I primi mesi sono stati buoni. Preparavo il pranzo, andavo a prendere Sofia, portavo Max al parco giochi. Sandra tornava a casa dal lavoro alle cinque in una casa tranquilla. Adrian era più sereno sapendo che a casa tutto era in ordine. Avevo la mia stanza — quella più piccola vicino alla cucina — con il mio letto a scomparsa, il mio armadio e una foto di mio marito sul davanzale.

Ma verso il primo anno ho iniziato a notare cose che avrei preferito non vedere. Sandra, che una volta mi chiamava Mamma, è passata a qualcosa di più formale, più distante. Adrian, che chiamava ogni giorno dalla strada, ha iniziato a chiamare ogni tre giorni. La sera, quando entrambi erano a casa, sentivo voci basse dietro la porta della camera da letto. O non sentivo voci affatto.

Una sera Sofia è venuta nella mia stanza e ha detto: “Nonna, mamma e papà litigano di nuovo perché papà è via troppo”. Mi dicevo che ogni matrimonio ha le sue stagioni difficili. Mi dicevo che sarebbe passato.

Non è passato.

Adrian tornò da un viaggio un mercoledì di febbraio. Si sedette di fronte a me al tavolo della cucina — il nuovo piano di lavoro, quello che i miei soldi avevano pagato — e guardò la superficie invece di guardare me.

“Mamma”, disse piano. “Sandra e io stiamo divorziando.”

Prima che potessi parlare, Sandra apparve sulla soglia. Braccia incrociate. Un tono che non avevo mai sentito da lei prima.

“Adrian si trasferirà la prossima settimana. Quanto a te — questo appartamento è mio. L’ho ereditato. L’atto è a mio nome. Sei benvenuta a rivendicare i soldi della ristrutturazione in tribunale, ma l’appartamento è mio, e vorrei che prendessi accordi per andartene.”

Nella stanza accanto, Max stava impilando i blocchi e parlando con se stesso. Sofia stava disegnando alla sua scrivania. I suoni ordinari di una casa ordinaria. E dentro di essa, il mio mondo era appena crollato.

Guardai Adrian e aspettai. Una frase era tutto quello di cui avevo bisogno. Una. Non disse nulla. Prese il telefono, uscì sul balcone e accese una sigaretta. Attraverso il vetro potevo vedere che le sue mani tremavano. Ma non parlò.

Quella notte mi sdraiai sul mio letto a scomparsa e guardai la fotografia di mio marito. Non avevo un appartamento dove tornare. I soldi erano finiti in quei muri, in quelle finestre, in quel piano di lavoro che mio figlio non riusciva a guardare.

Adrian affittò un monolocale dall’altra parte della città. Ventotto metri quadrati, una finestra che si affaccia su un parcheggio, pareti abbastanza sottili da sentire la televisione del vicino. Stava sulla soglia e disse: “Mamma, troveremo una soluzione.”
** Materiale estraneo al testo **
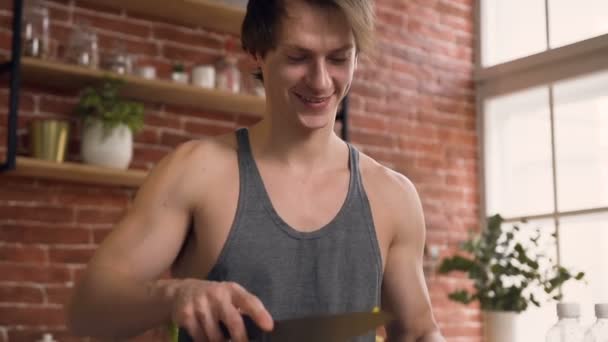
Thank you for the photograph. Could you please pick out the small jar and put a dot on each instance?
(119, 61)
(35, 30)
(204, 76)
(228, 75)
(83, 47)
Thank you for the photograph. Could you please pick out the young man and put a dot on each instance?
(279, 221)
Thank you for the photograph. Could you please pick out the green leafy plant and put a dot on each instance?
(508, 269)
(104, 103)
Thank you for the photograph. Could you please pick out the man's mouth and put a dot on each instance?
(313, 100)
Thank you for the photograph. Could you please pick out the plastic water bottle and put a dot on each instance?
(568, 327)
(598, 332)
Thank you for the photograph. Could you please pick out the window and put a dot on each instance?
(542, 82)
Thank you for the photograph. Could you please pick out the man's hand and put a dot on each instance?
(198, 306)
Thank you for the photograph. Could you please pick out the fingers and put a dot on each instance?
(201, 307)
(234, 323)
(252, 306)
(186, 318)
(208, 321)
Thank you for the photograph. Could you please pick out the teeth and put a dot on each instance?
(307, 99)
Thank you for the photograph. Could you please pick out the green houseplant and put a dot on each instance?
(109, 122)
(509, 272)
(506, 267)
(104, 103)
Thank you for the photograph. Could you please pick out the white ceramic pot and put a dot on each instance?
(114, 149)
(499, 326)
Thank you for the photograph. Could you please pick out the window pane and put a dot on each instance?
(583, 241)
(573, 21)
(517, 143)
(512, 29)
(581, 140)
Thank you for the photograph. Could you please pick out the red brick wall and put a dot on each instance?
(412, 109)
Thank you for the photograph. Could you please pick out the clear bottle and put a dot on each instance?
(598, 332)
(228, 75)
(82, 46)
(568, 327)
(35, 30)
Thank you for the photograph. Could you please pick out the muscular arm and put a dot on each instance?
(404, 288)
(119, 294)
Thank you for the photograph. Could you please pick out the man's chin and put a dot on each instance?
(315, 120)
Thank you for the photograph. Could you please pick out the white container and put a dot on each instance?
(110, 149)
(47, 338)
(568, 327)
(180, 77)
(203, 76)
(598, 332)
(499, 326)
(147, 71)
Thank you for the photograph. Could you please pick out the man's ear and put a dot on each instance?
(253, 61)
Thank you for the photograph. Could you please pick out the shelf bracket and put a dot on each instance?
(14, 68)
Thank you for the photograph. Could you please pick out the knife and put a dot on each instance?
(318, 328)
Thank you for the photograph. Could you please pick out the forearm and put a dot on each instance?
(434, 336)
(397, 334)
(117, 307)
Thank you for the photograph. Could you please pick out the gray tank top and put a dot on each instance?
(335, 269)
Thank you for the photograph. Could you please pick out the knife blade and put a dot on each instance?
(318, 328)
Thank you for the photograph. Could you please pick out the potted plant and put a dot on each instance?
(109, 123)
(509, 272)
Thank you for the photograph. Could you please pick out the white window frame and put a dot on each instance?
(541, 69)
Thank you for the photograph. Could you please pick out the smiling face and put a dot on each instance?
(311, 69)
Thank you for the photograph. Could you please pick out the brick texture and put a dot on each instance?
(412, 108)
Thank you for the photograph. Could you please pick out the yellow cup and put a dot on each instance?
(49, 139)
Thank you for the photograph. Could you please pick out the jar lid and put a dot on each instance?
(601, 310)
(568, 310)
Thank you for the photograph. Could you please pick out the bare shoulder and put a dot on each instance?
(392, 196)
(191, 165)
(389, 184)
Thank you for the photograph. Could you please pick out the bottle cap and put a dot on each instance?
(568, 310)
(601, 310)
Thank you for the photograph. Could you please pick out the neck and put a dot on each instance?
(294, 146)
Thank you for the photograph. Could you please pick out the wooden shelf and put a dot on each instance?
(204, 13)
(75, 172)
(69, 76)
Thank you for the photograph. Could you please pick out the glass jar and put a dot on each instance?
(83, 46)
(228, 75)
(119, 61)
(35, 30)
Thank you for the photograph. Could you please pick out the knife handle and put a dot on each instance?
(253, 331)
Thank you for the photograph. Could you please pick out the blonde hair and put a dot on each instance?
(262, 22)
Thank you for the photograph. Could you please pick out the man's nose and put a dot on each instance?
(318, 77)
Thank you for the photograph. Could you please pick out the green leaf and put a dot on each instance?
(104, 103)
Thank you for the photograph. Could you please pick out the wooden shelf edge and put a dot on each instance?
(204, 13)
(78, 173)
(75, 77)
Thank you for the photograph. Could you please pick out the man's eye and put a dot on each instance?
(339, 60)
(296, 59)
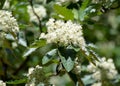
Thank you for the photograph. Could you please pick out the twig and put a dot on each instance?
(40, 25)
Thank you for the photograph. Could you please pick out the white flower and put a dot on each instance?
(7, 22)
(64, 33)
(39, 10)
(2, 83)
(97, 84)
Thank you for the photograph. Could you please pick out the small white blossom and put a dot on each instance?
(64, 33)
(7, 22)
(2, 83)
(39, 10)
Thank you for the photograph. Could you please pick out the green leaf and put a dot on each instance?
(49, 56)
(20, 81)
(68, 64)
(82, 11)
(66, 13)
(38, 43)
(2, 3)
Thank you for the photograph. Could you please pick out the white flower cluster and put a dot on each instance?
(63, 1)
(39, 10)
(36, 76)
(106, 66)
(2, 83)
(77, 69)
(64, 33)
(7, 22)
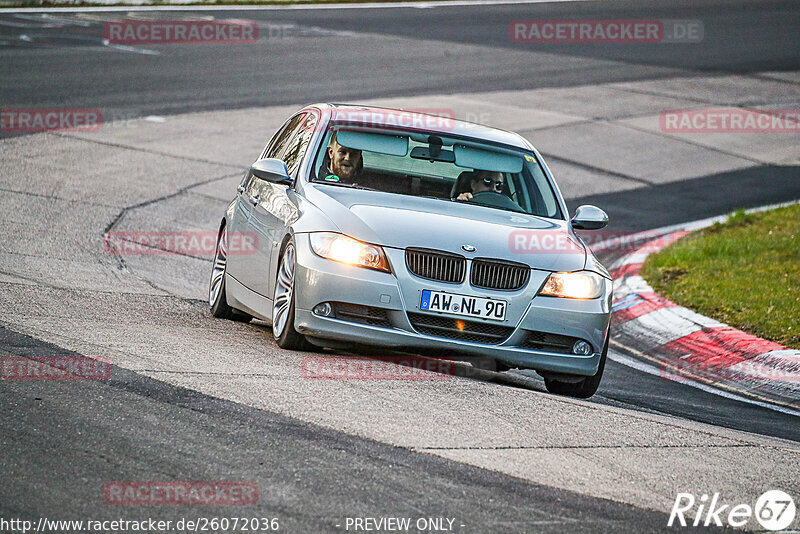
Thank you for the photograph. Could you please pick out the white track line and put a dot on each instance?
(293, 7)
(639, 365)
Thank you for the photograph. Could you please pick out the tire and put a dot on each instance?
(582, 389)
(283, 303)
(217, 299)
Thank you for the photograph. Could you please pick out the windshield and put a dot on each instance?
(420, 164)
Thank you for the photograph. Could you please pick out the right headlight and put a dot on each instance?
(345, 249)
(577, 285)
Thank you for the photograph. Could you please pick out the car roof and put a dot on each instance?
(439, 121)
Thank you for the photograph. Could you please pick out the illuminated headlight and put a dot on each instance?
(344, 249)
(579, 285)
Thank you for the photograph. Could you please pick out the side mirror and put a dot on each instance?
(589, 218)
(271, 170)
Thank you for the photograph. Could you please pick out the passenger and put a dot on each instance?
(341, 164)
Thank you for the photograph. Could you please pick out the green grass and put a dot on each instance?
(744, 272)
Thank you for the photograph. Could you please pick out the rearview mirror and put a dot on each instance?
(271, 170)
(589, 218)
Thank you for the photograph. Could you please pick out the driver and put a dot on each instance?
(342, 164)
(484, 181)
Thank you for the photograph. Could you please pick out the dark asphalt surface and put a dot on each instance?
(67, 66)
(62, 441)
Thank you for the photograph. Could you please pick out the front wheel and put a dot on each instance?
(582, 389)
(283, 303)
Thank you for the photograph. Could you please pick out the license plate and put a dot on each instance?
(438, 301)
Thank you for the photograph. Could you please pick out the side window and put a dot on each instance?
(278, 146)
(297, 146)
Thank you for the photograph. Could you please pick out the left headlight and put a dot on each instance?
(578, 285)
(345, 249)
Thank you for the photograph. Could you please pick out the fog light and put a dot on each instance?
(324, 309)
(582, 348)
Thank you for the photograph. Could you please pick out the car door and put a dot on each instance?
(274, 209)
(247, 191)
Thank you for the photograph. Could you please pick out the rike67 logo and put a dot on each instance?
(774, 510)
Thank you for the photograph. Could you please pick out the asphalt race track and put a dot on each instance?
(192, 398)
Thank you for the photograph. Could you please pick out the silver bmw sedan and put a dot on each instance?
(372, 226)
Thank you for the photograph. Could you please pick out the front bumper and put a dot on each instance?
(319, 280)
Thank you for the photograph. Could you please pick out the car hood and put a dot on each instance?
(402, 221)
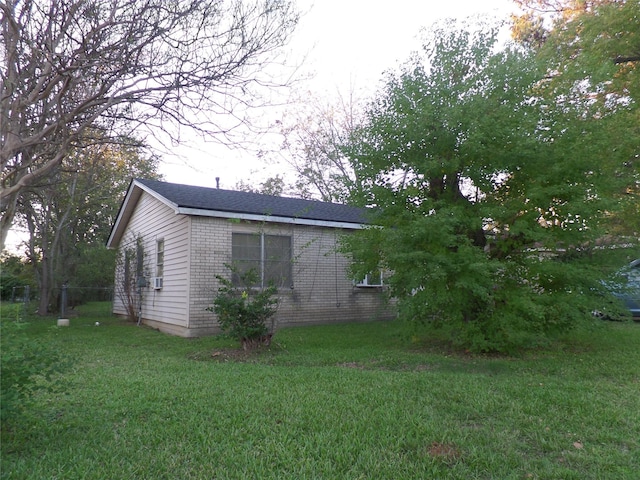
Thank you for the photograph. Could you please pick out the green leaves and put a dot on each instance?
(244, 313)
(493, 187)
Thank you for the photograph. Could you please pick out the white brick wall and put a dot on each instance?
(197, 248)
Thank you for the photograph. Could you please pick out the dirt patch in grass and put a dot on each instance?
(447, 452)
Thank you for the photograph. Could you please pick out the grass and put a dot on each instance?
(347, 401)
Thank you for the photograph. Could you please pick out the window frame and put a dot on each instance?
(160, 257)
(264, 264)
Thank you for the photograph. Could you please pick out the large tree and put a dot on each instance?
(69, 217)
(492, 191)
(71, 68)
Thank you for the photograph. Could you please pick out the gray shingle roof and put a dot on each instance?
(214, 199)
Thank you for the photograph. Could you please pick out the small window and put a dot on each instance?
(269, 256)
(371, 280)
(160, 258)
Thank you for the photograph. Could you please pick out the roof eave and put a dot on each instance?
(269, 218)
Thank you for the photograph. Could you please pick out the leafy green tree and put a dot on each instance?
(246, 313)
(491, 193)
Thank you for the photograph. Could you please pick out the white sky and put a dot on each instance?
(346, 44)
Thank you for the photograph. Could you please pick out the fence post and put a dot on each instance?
(62, 321)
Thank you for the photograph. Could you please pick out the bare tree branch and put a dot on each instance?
(69, 66)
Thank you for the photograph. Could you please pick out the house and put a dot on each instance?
(175, 239)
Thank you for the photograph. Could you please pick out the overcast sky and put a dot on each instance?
(346, 44)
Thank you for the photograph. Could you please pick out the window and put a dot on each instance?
(371, 280)
(268, 255)
(160, 258)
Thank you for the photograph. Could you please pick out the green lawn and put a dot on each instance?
(338, 402)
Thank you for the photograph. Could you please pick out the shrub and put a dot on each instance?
(246, 313)
(28, 365)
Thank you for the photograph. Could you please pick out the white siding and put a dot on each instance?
(153, 220)
(196, 250)
(322, 291)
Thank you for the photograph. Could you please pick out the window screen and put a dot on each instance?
(268, 255)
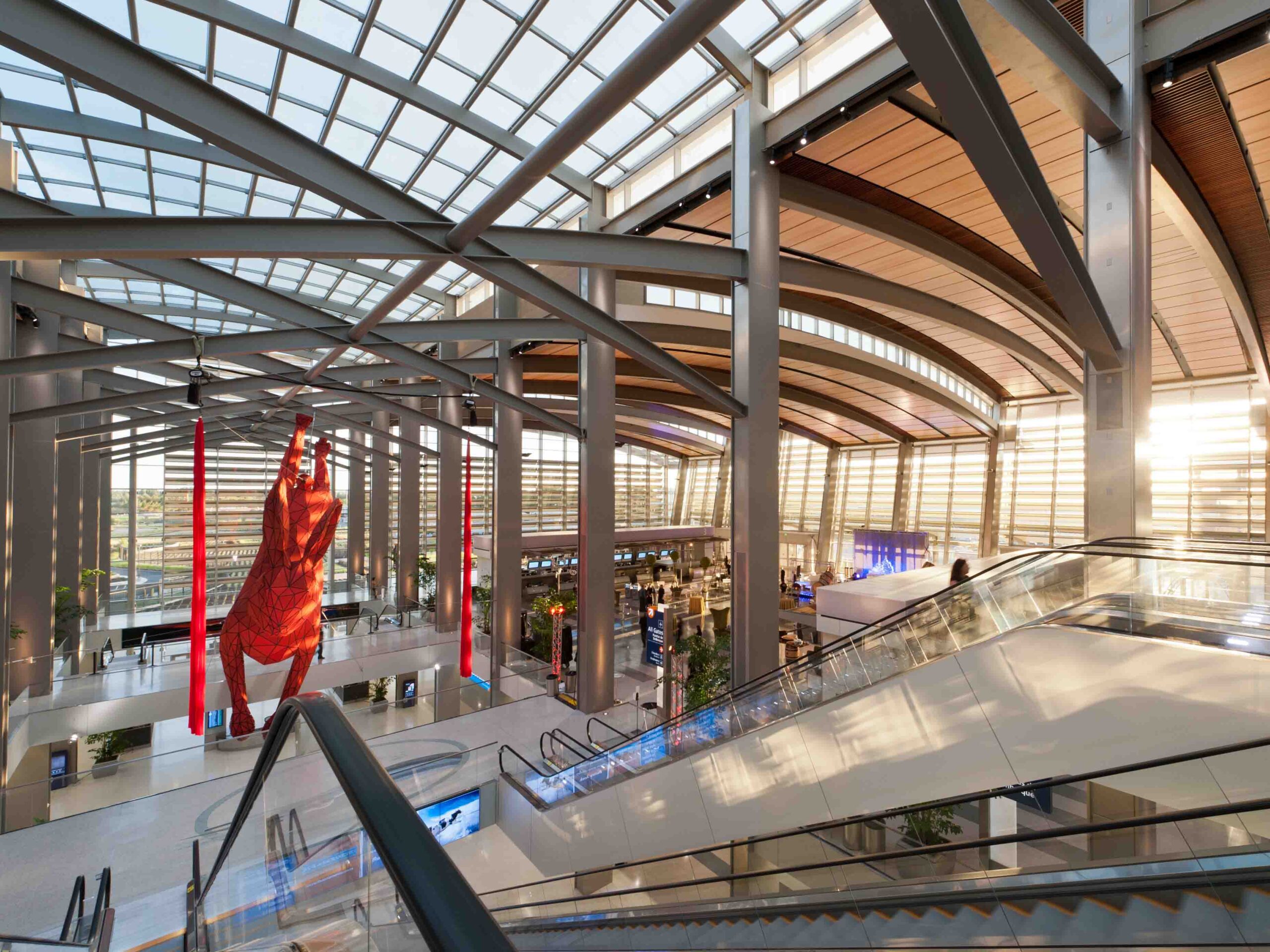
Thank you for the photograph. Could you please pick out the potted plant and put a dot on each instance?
(928, 828)
(106, 754)
(380, 694)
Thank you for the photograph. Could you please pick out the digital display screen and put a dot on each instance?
(454, 818)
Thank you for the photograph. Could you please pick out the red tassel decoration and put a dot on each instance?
(198, 598)
(465, 635)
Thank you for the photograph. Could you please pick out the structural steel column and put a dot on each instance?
(825, 536)
(91, 483)
(508, 425)
(597, 398)
(105, 551)
(450, 493)
(720, 503)
(35, 499)
(408, 507)
(990, 517)
(756, 384)
(8, 171)
(903, 488)
(356, 511)
(1118, 255)
(381, 492)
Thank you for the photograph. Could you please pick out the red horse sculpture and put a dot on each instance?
(278, 612)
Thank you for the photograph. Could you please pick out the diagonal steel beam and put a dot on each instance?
(671, 40)
(942, 46)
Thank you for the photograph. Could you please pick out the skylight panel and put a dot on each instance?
(394, 55)
(309, 83)
(447, 82)
(412, 18)
(368, 106)
(477, 35)
(328, 23)
(111, 13)
(264, 206)
(464, 149)
(685, 75)
(579, 84)
(244, 58)
(19, 85)
(440, 180)
(749, 22)
(497, 108)
(529, 67)
(103, 107)
(620, 130)
(172, 33)
(628, 33)
(572, 23)
(397, 163)
(305, 121)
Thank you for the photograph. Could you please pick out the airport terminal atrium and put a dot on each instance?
(634, 475)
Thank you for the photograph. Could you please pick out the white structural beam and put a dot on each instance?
(939, 41)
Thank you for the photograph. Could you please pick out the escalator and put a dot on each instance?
(1079, 599)
(1095, 860)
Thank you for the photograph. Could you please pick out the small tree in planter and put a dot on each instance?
(930, 828)
(380, 692)
(106, 754)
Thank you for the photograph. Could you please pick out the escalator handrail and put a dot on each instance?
(817, 656)
(437, 896)
(890, 813)
(602, 722)
(1201, 813)
(76, 905)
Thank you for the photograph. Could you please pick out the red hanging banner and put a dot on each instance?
(198, 599)
(465, 635)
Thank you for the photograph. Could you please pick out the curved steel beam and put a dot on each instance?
(656, 395)
(853, 284)
(869, 219)
(1187, 209)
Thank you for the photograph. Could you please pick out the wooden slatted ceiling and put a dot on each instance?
(1191, 116)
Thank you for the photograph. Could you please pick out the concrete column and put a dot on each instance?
(35, 499)
(356, 511)
(450, 494)
(508, 425)
(722, 485)
(825, 536)
(596, 534)
(1118, 254)
(91, 483)
(756, 382)
(381, 492)
(903, 488)
(408, 508)
(990, 518)
(105, 475)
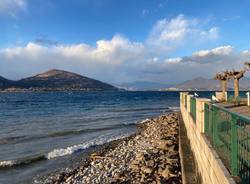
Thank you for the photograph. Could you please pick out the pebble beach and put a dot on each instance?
(149, 156)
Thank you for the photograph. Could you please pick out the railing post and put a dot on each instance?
(214, 125)
(234, 146)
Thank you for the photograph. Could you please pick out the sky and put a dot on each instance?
(116, 41)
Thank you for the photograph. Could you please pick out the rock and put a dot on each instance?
(146, 170)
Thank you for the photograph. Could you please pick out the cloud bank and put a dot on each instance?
(12, 7)
(120, 59)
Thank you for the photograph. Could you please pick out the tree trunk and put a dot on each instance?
(236, 88)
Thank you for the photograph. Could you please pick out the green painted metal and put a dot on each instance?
(186, 101)
(193, 108)
(229, 134)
Andai da un avvocato. Mi disse chiaramente: l’appartamento era di Sandra, non c’erano dubbi. I soldi della ristrutturazione — eventualmente recuperabili, ma il trasferimento era andato sul conto di Adrian, non di Sandra. Un caso in tribunale. Mesi, forse anni. Nessuna garanzia.

Adesso siedo nel monolocale di Adrian e guardo le mie due valigie. Tutto ciò che ho dopo sessantaquattro anni di vita — due valigie, una fotografia e un centrino che ho preso dal vecchio appartamento mentre uscivo.

Sofia chiama ogni giorno. Chiede quando tornerò. Max grida il mio nome in sottofondo. Non so cosa dirgli.

Adrian dice che gli dispiace. Che non se lo aspettava. Che in qualche modo tutto andrà a posto. Lo dice con la stessa voce che usava quando mi disse di vendere il mio appartamento per poter stare insieme. E ci credo di nuovo — perché cosa mi resta se non la fiducia nel mio stesso figlio?

Ma di notte, quando non riesco a dormire, mi torna sempre in mente lo stesso pensiero: che gli accordi familiari — quelli non scritti, quelli sigillati con la fiducia invece che con le firme — sono gli accordi più fragili del mondo.

Hai dato tutto ciò che avevi a qualcuno di cui ti fidavi completamente — e ti hanno lasciato cadere. Li perdoneresti? O c’è un punto in cui l’amore semplicemente non basta più?